Just boys and their toys.
*Hunt, Richards, Durkin, Bromily, Titcombe
Back in the day (2011), a staff member wrote a letter to the Sloven CEO raising concerns about various things including safety. She concluded:
The CEO bounced the letter to the Associate Director of Governance who wrote back saying that there were concerns and unfilled vacancies in the governance team including a lack of suitably qualified health and safety leadership. An interim Head of Health, Safety and Security was to be appointed for 4-6 months.

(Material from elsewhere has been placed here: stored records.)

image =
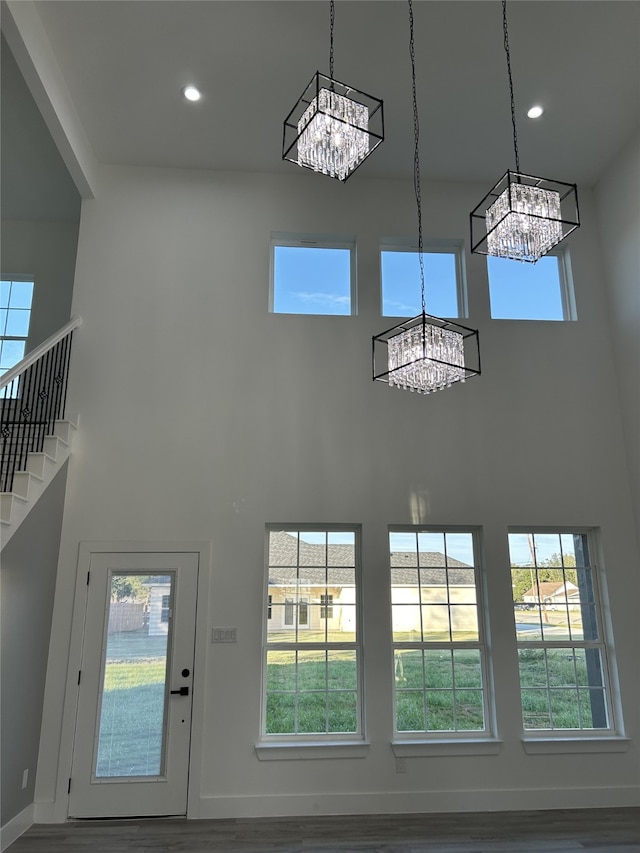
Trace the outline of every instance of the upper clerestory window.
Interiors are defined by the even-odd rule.
[[[425,241],[422,258],[427,314],[466,317],[462,241]],[[416,317],[422,312],[420,259],[415,240],[383,240],[380,274],[383,317]]]
[[[354,239],[272,235],[269,310],[273,313],[355,314],[355,282]]]
[[[577,320],[566,250],[535,264],[487,257],[494,320]]]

This interim head was Mike Holder. A couple of months later, Holder resigned over concerns about Sloven safety culture. He wrote a report in Feb 2012 detailing these concerns:
At present it is my professional opinion that Health and Safety is considered an adjunct to the Trust’s core business rather and integral element of it. This assumption is based on my experience with the Trust to date, the lack of resourcing applied to the management of health and safety and information governance with regards to the maintenance of statutory records.
Blimey. Warning lights a go go.
But no. By this time the Sloven headlights were on an NHS organisation, the Ridgeway Partnership, 100 miles away in Oxfordshire which included the STATT unit in which LB died. Ridgeway had some chunky land icing to tempt outside Trusts (including Calderstones) to take it over.

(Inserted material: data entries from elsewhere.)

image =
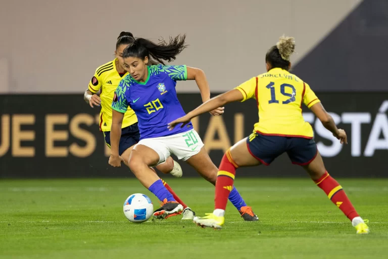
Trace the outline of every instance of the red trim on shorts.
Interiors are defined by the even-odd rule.
[[[94,92],[99,92],[98,91],[95,91],[95,90],[94,90],[94,89],[93,89],[93,88],[92,88],[92,87],[91,87],[90,86],[90,84],[89,84],[89,87],[90,88],[90,89],[91,89],[92,90],[93,90],[93,91],[94,91]]]
[[[253,153],[252,153],[252,152],[251,151],[251,149],[249,148],[249,144],[248,143],[247,143],[247,147],[248,148],[248,151],[249,152],[249,153],[251,154],[251,155],[252,155],[253,157],[254,157],[255,158],[260,161],[260,162],[263,164],[264,164],[264,165],[269,165],[269,164],[264,162],[263,160],[263,159],[261,159],[260,158],[258,158],[258,157],[257,157],[256,156],[253,154]]]
[[[257,104],[258,109],[259,109],[259,95],[258,93],[258,90],[257,89],[258,82],[259,82],[259,78],[258,78],[257,76],[256,76],[256,88],[255,89],[255,97],[256,98],[256,104]]]
[[[101,126],[103,125],[103,114],[104,114],[104,112],[101,113],[101,115],[100,116],[100,131],[102,132],[103,131],[102,130],[101,130]]]
[[[313,138],[312,137],[307,137],[306,136],[302,136],[302,135],[287,135],[285,134],[272,134],[270,133],[263,133],[262,132],[260,132],[259,131],[256,131],[256,132],[259,134],[261,134],[264,136],[277,136],[279,137],[288,137],[290,138],[302,138],[303,139],[307,139],[309,140],[311,140],[311,139]]]
[[[314,102],[314,101],[317,100],[318,100],[318,98],[316,98],[316,99],[314,99],[313,100],[312,100],[312,101],[311,101],[310,102],[309,102],[309,104],[307,105],[307,107],[309,107],[309,105],[310,105],[310,104],[311,104],[311,103],[312,103],[313,102]]]
[[[305,91],[306,91],[306,84],[303,82],[303,92],[302,92],[302,100],[301,100],[301,109],[302,109],[302,104],[303,103],[303,98],[305,97]]]
[[[308,162],[306,162],[306,163],[297,163],[296,162],[293,162],[292,161],[291,162],[294,164],[298,164],[298,165],[307,165],[315,159],[315,157],[317,157],[317,155],[318,155],[318,148],[317,148],[317,152],[315,153],[315,155],[314,156],[314,157],[310,159]]]
[[[245,94],[245,98],[244,98],[245,99],[246,99],[248,97],[248,95],[247,94],[247,92],[245,92],[245,90],[241,88],[240,87],[238,88],[238,89],[240,89],[241,90],[243,90],[243,92],[244,92],[244,94]]]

The story can be taken up at this point by the shuddery Verita 2 report* which found that after Sloven ‘won’ the Ridgeway in November 2012, the roadshow bolted back to Sloven towers, more senior Sloven staff resigned and the Oxfordshire services were left to fester in a slow cooker of discontent, fear, malaise and isolation from the mothership. Extracts from the Verita report state:
6.42 Difficulties arose soon after the acquisition in ensuring the availability of sufficient senior and experienced divisional managers to take forward vital post-acquisition actions. In particular to progress actions arising from the various quality assessments that had taken place before the acquisition.
6.50 A ‘business as usual’ methodology for a newly acquired service may appear appropriate if the service being acquired is mature and relatively problem-free. This was not the case in the Ridgeway services. Contact Consulting had warned of issues in local leadership; governance of serious incidents, along with particular difficulties about care issues in non-Oxfordshire services. There was also a need to begin dealing with the cultural change required of an established learning disability service joining a large mental health and community trust with a small learning disability service.
The writing on the wall. A baguette crumb trail through the NHS forest of cover up, fakery, denial and self interest. From 2011 to the present day. Evidence, evidence, evidence. Death. And evidence and death.
So where are we at? Two months after publication of the Mazars death review. Almost three years since LB was admitted to what we thought was sharp, specialist unit with a tiny number of patients and a shed load of staff… Five years after the original whistleblowing letter? Hold on to your hats, folks. We’re waiting for Monitor (NHS snooze hounds) to appoint a temporary, er, Head of Health, Safety and Security Improvement Director.
Yes. Really.
*This report really makes your skin crawl in its tortuous weaving through damning evidence to a conclusion that the Sloven board were not connected to LB’s death. The author left Verita straight after it was published.